Der folgende Beitrag ist der Zeitschrift Dritte Welt, 6/1988 entnommen:

Erich Fried:

Von Opfern zu Tätern

Schuld und Mitschuld am Verbrechen gegen das palästinensische Volk

Täglich die Nachrichten: "Zwei oder drei Palästinenser erschossen." Manchmal sind es mehr, sogar zehn oder zwölf. Doch irgendwie helfen einem die Medien, sich daran zu gewöhnen, so wie man sich früher an die Taten der USA in Vietnam oder an die Morde der Contras in Nicaragua gewöhnt hat. Aber man darf sich an die Verbrechen des Shamir-Rabin-Regimes in Israel an den Palästinensern genau so wenig gewöhnen wie an jene älteren Morde. Die israelische Unterdrückungsregierung ist ebenso wie ihre südafrikanischen Bundesgenossen zu einer Verbrecherregierung geworden.

In der Bundesrepublik aber herrscht noch systematische Desinformation. Über den Mordüberfall des israelischen Geheimdienstes in Tunis wird gelogen, es handele sich vielleicht nur um innere Konflikte zwischen verschiedenen palästinensischen Terrorgruppen. Das ist bewußte Lüge. Einer der führenden israelischen Geheimdienstler hat kurz vor dem Morden in Tunis der rechtsradikalen israelischen Zeitung "Daval" gesagt, der Geheimdienst werde die Führung der PLO im Lande und jenseits der Grenzen liquidieren. Das war klare Sprache.

Es ist außerdem ebenso ungerecht, die palästinensische Freiheitsbewegung als Terroristen zu bezeichnen, wie es ungerecht war, wenn die Nazis die französischen oder jugoslawischen Widerstandskämpfer Terroristen nannten. Auch hier wie damals ist entscheidend, wer wessen Land besetzt hat, wer wen vertrieben hat.

Ich wurde als Kind jüdischer Eltern durch Hitlers Einmarsch in Österreich vor einem halben Jahrhundert aus meinem Land vertrieben. Deshalb weiß ich, daß Solidarität den Vertriebenen gebührt, nicht den Vertreibern. Es ist auch nicht so, als gäbe es für den palästinensisch-israelischen Konflikt keine Lösung. Eine internationale Konferenz könnte zur Anerkennung eines Palästinenserstaates und gleizeitigen Anerkennung Israels führen. Beide müßten durch die Großmächte garantiert sein. Gegen diese Lösung ist der rechtsradikale Shamir, und gegen diese Lösung ist die Reagan-Regierung in den USA.

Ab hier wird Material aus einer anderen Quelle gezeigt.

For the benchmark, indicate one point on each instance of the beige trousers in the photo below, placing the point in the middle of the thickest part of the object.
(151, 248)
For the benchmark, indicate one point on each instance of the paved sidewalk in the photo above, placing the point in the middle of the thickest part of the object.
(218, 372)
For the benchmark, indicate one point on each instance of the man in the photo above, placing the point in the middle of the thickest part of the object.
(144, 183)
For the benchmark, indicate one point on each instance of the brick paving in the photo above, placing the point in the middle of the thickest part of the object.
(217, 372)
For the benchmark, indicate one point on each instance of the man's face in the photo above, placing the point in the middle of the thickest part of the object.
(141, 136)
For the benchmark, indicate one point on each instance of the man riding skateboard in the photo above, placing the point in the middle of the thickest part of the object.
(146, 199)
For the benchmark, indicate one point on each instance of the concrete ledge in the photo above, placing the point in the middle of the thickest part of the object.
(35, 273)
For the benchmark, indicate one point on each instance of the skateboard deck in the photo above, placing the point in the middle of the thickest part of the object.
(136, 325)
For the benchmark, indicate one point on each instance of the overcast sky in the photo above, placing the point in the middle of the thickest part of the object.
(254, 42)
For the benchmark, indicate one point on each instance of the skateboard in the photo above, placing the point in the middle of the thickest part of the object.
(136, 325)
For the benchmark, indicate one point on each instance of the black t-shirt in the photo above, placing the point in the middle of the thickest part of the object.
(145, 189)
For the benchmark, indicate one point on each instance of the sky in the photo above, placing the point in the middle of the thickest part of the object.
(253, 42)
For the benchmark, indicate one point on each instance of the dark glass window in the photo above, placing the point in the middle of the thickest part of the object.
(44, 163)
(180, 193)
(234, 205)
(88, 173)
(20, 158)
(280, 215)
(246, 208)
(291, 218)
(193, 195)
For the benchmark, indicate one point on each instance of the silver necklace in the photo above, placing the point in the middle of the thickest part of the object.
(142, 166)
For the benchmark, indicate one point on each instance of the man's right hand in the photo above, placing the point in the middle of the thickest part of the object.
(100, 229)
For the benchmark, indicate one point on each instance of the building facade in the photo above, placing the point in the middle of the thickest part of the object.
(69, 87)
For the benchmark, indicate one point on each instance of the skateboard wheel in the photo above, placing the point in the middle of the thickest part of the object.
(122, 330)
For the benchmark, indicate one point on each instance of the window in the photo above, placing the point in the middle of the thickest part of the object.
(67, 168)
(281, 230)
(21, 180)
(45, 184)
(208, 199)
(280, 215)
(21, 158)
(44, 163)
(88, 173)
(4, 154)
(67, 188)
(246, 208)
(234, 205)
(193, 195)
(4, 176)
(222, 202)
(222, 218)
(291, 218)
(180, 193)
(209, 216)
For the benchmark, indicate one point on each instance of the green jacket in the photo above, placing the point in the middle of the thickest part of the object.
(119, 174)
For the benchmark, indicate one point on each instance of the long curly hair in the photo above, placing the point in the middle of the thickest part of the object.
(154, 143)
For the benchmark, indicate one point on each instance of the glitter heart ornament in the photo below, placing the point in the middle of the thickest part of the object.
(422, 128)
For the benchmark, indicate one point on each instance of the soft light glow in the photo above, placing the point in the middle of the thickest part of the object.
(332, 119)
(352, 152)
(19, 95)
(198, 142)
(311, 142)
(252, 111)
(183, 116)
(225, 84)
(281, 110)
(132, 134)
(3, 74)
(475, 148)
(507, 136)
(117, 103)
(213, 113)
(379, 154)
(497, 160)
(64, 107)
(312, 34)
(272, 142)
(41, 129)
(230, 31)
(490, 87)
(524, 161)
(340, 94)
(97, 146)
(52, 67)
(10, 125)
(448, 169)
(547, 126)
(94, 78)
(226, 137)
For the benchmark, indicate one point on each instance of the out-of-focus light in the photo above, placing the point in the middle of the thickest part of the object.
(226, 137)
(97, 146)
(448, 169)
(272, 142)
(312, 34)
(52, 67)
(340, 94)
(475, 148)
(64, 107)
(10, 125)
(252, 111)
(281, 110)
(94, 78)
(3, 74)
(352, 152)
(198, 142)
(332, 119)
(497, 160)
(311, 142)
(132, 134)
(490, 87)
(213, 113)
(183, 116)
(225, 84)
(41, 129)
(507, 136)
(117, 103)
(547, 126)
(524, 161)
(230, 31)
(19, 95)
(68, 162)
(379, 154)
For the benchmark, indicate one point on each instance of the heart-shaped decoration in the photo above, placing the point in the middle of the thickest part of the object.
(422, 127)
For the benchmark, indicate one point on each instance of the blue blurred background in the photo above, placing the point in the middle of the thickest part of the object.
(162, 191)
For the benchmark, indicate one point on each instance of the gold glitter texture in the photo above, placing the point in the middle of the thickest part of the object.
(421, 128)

In Deutschland sollte man sich daran erinnern, daß der Hitlerfaschismus sich nicht nur am Schicksal der Juden schuldig gemacht hat, sondern auch an dem Schicksal der Palästinenser mitschuldig ist. Ohne Hitlers Judenvertreibung und Judenmorde wären nie genug Einwanderer nach Palästina gekommen, um die Palästinenser unterdrücken zu können. Darum haben gerade Menschen in Deutschland die Pflicht, nicht den Blick abzuwenden von den Verbrechen an den Palästinensern, sondern in Gewerkschaften, Bürgerinitiativen, in allen linken Gruppen, am Arbeitsplatz, an Schule und Hochschule mit den Palästinensern solidarisch zu sein, ob es sich um aufklärende Information handelt, um Unterschriftensammlungen, Demonstrationen, Spenden oder auch nur um die Diskussionen. Das alles gilt der Freiheit und dem Recht der Palästinenser auf Selbstbestimmung und auf einen palästinensischen Staat.